Is ?= official syntax?

I prefer not repeating the variable names if I can get away with it. The first example is readable to me. :)

jamiebuilds commented 5 years ago

lol, the language is like 10% designed, nothing is implemented, there's no real "official" anything yet :P

Yes, it's perfectly readable, but it's also a very very simple function signature, when you start having function arguments with defaults and more complex types, the signature starts turning into a nightmare.

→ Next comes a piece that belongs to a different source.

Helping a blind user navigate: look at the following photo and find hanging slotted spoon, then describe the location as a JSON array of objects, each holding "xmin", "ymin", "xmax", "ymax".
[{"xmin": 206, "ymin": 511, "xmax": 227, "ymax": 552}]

let createMerger = fn <Value: Number | String> (value: Value, merge: fn (other: Value): Value = fn (other: Value): Value { value + other }) {
  # ...
}

I think it's better to encourage people to write things more like this:

type Mergable = Number | String
type Merge<Value> = fn (other: Value): Value

let createMerger = fn <Value: Mergable> (value: Value, merge: Merge<Value>?) {
  merge ?= fn (other) { value + other }
  # ...
}
aleclarson commented 5 years ago

Thank you for killing extends in generic clauses. That will be the first "official" thing in Ghost. :P

Yes, it's perfectly readable, but it's also a very very simple function signature, when you start having function arguments with defaults and more complex types, the signature starts turning into a nightmare.

I thought we wanted to encourage vertical flow?

let createMerger = fn <Value: Number | String> (
  value: Value, 
  merge: fn (other: Value): Value = fn (other: Value): Value { value + other }
) {
  # [insert useful shit]
}

But I agree that function literals should not be allowed as default arguments. Those can go in the function body where they belong.